Nguyen is clear, entertaining, and precise, illustrating ideas with a mix of personal stories and real-life examples. He has a special talent for conveying the specific and intrinsic pleasures of his many passions, from the “explosive hip swings” and “sweet joy” of rock climbing, to the meditative alchemy of fly fishing, where he becomes “a nexus point in this wonderful vast flow of information.” The goal of fly fishing is not to catch a fish, it is how you feel while fishing You try To catch a fish.
I’ve always been fascinated by a book that can reference Reiner Knizia (“the Mozart of German game design”) one moment and a speedy Mario Odyssey the next. But this is not a specialized thesis. Appropriating value leads us to waste our lives, Nguyen says. We optimize for a paycheck, YouTube views, or our position on a leaderboard (he admits he’s made himself miserable by obsessing over rankings in philosophy sections and magazines), and we neglect the experiences that make life worth living.
At the societal level, capturing value forces us to focus on metrics such as GDP, employment figures, and test scores. Quantitative data promises to transform highly complex cross-sections of our world into portable summaries. It’s a tempting bargain: “delicious clarity” in the form of a simple score, at the expense of context and nuance. “This is the idea that keeps me up at night, the grim truth about the heart of data,” Nguyen says.

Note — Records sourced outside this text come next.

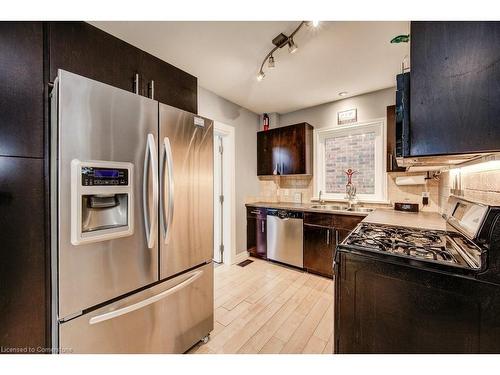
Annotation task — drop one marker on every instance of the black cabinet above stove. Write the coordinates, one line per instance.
(455, 86)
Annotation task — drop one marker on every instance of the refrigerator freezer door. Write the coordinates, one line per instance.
(186, 186)
(101, 123)
(167, 318)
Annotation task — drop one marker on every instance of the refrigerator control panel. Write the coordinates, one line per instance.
(95, 176)
(102, 200)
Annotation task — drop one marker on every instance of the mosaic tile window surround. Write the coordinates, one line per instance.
(356, 151)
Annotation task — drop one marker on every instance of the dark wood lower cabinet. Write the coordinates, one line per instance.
(257, 232)
(322, 233)
(319, 245)
(22, 254)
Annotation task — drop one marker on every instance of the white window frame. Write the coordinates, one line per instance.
(320, 135)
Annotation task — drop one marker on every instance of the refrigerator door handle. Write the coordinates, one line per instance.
(168, 180)
(146, 302)
(150, 218)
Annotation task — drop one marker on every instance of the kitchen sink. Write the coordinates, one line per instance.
(329, 207)
(359, 209)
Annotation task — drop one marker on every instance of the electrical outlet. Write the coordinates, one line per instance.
(425, 198)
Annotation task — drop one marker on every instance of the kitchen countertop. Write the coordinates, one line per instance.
(306, 207)
(420, 220)
(384, 216)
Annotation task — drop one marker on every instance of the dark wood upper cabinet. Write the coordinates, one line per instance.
(285, 151)
(21, 93)
(83, 49)
(23, 277)
(268, 160)
(172, 86)
(455, 86)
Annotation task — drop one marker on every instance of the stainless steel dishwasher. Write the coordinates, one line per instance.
(285, 237)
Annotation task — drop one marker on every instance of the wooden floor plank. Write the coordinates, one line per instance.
(268, 308)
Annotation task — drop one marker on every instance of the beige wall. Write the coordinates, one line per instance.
(370, 106)
(246, 124)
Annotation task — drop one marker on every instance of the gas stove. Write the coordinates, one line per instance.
(450, 248)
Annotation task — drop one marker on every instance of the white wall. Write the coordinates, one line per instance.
(246, 124)
(370, 106)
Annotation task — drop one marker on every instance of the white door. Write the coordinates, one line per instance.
(218, 199)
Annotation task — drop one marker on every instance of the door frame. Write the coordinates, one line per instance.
(228, 134)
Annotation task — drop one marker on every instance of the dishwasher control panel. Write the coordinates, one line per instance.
(285, 214)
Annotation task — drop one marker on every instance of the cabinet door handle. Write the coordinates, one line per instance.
(136, 83)
(152, 89)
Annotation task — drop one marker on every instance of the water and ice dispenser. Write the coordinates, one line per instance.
(102, 201)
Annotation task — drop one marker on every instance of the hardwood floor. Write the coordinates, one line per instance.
(268, 308)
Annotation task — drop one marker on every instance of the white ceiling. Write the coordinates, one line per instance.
(225, 56)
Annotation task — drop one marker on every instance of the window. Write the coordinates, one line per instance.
(360, 147)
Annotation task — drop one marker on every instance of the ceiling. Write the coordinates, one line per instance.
(225, 56)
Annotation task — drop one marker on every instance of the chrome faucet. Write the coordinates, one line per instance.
(321, 201)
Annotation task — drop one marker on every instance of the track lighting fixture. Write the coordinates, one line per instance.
(281, 41)
(270, 62)
(292, 47)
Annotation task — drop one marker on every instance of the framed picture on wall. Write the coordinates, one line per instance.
(347, 117)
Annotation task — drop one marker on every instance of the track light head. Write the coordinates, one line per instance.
(270, 62)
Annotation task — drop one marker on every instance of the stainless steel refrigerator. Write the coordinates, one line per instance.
(132, 221)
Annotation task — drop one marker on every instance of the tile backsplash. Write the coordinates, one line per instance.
(284, 188)
(477, 186)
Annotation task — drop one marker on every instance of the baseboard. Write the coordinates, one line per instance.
(240, 257)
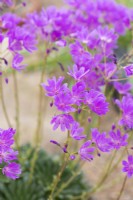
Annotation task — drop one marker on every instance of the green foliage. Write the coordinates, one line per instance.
(46, 169)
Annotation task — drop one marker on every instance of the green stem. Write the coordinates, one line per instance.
(3, 104)
(17, 117)
(104, 176)
(39, 122)
(122, 189)
(58, 177)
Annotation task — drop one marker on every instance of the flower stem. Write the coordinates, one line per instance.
(104, 176)
(122, 189)
(17, 117)
(58, 177)
(3, 104)
(39, 121)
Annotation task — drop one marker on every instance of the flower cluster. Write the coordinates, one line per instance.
(92, 43)
(7, 155)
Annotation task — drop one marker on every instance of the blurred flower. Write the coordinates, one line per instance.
(128, 166)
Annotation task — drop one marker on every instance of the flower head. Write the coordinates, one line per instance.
(54, 86)
(117, 140)
(86, 151)
(97, 102)
(101, 141)
(64, 121)
(76, 132)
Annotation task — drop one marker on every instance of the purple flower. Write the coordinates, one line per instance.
(61, 43)
(97, 102)
(128, 166)
(16, 62)
(80, 56)
(8, 2)
(54, 86)
(76, 132)
(12, 170)
(64, 102)
(126, 105)
(6, 138)
(29, 43)
(117, 140)
(78, 91)
(64, 121)
(78, 73)
(7, 156)
(122, 88)
(129, 70)
(86, 151)
(101, 141)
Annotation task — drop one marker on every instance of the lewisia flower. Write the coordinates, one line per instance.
(117, 140)
(122, 88)
(7, 154)
(54, 86)
(126, 106)
(86, 151)
(64, 121)
(101, 141)
(6, 55)
(78, 73)
(76, 131)
(8, 2)
(129, 70)
(64, 102)
(97, 102)
(12, 170)
(128, 166)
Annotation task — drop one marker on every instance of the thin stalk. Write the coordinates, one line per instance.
(40, 107)
(104, 176)
(57, 179)
(3, 104)
(39, 122)
(17, 117)
(122, 189)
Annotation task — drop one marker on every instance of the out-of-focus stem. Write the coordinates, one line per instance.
(103, 178)
(122, 189)
(57, 179)
(37, 135)
(40, 107)
(3, 104)
(17, 117)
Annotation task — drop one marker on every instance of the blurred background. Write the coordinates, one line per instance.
(28, 91)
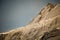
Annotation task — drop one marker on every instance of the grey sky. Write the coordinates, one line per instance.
(17, 13)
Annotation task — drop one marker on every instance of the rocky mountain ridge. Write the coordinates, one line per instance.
(45, 26)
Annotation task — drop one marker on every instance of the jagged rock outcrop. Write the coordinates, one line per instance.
(45, 26)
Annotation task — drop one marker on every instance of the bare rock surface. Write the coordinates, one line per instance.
(45, 26)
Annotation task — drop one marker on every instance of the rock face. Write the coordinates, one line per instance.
(45, 26)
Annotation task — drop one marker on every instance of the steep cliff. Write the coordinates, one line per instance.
(45, 26)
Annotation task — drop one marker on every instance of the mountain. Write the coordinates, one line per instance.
(45, 26)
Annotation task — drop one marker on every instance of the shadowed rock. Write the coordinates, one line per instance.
(45, 26)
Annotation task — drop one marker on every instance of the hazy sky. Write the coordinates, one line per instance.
(17, 13)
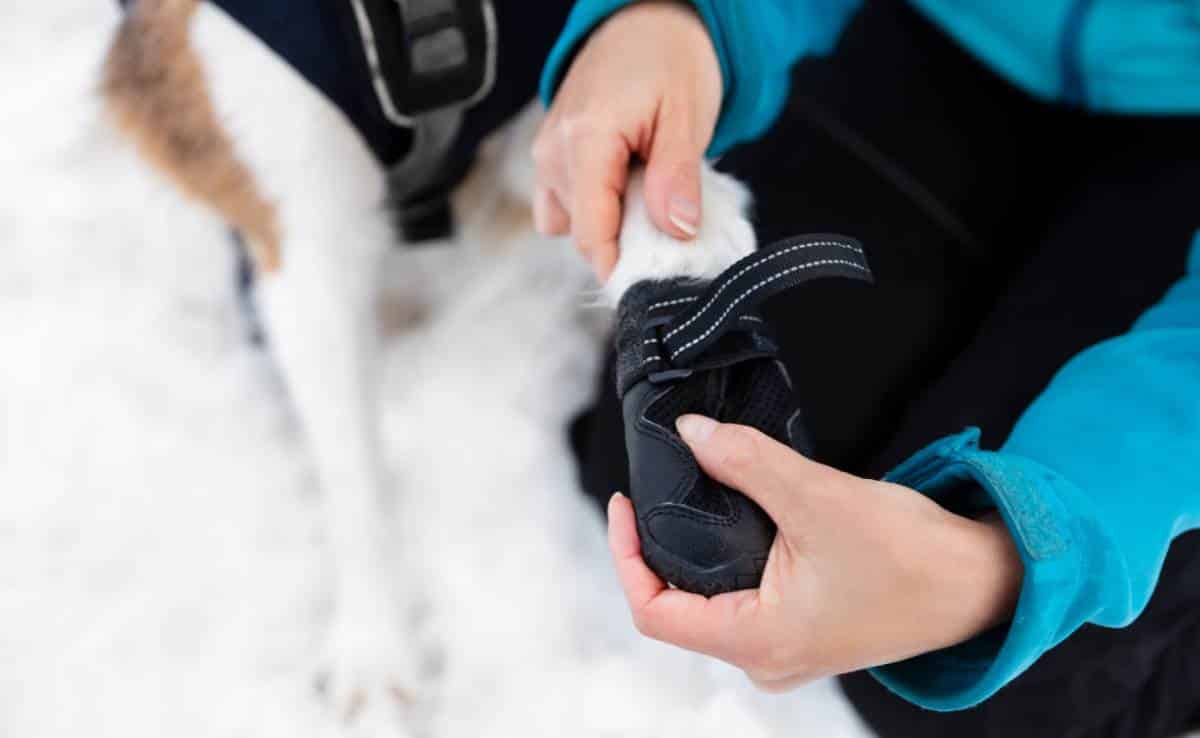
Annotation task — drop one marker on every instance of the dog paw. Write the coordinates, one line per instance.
(367, 667)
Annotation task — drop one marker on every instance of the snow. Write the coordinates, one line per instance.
(163, 565)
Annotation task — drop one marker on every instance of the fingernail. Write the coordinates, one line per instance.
(684, 214)
(539, 213)
(695, 429)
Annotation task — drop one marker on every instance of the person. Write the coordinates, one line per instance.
(1025, 179)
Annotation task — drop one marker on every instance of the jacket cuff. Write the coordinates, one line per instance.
(1042, 511)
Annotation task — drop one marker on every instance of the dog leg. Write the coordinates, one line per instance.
(725, 235)
(319, 309)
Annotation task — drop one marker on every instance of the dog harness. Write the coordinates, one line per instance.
(421, 81)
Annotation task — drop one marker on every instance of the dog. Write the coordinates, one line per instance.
(235, 127)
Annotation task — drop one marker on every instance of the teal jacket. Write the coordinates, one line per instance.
(1103, 469)
(1110, 55)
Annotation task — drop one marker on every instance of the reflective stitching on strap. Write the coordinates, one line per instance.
(763, 257)
(774, 269)
(670, 303)
(756, 287)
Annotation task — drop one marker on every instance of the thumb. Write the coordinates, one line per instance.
(672, 179)
(756, 465)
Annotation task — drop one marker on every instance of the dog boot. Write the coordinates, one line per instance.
(688, 347)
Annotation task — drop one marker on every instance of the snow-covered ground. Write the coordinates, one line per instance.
(163, 569)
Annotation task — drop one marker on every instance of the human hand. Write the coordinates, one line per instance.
(647, 83)
(862, 573)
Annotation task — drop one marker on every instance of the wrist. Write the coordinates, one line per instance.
(973, 579)
(989, 581)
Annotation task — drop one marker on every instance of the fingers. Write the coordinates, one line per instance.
(717, 627)
(763, 469)
(549, 216)
(582, 169)
(597, 168)
(672, 178)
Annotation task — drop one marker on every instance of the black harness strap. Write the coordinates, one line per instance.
(675, 343)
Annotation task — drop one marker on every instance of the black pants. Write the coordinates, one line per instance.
(1006, 235)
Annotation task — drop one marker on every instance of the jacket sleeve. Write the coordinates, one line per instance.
(756, 43)
(1098, 477)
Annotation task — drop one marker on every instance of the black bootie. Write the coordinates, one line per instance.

Our uncritical respect for metrics allows for what Nguyen calls “the laundering of objectivity” — where bureaucrats obscure their agency in decisions about our schools, hospitals, and well-being, by invoking “numbers” as neutral arbiters. Those in power choose the metrics they support, and then claim that the actions driven by those metrics somehow transcend ideology.
The result is a compelling read that is urgent but never unsettling. For Nguyen, wonder, absorption, and play are essential to human flourishing. Metrics are an invasive species that threaten to replace our curious, delicate joys with the oblivious epistemological fundamentalism of tables and graphs. Despite – or perhaps because of – the seriousness of these issues, she emerged rich and well-off from them.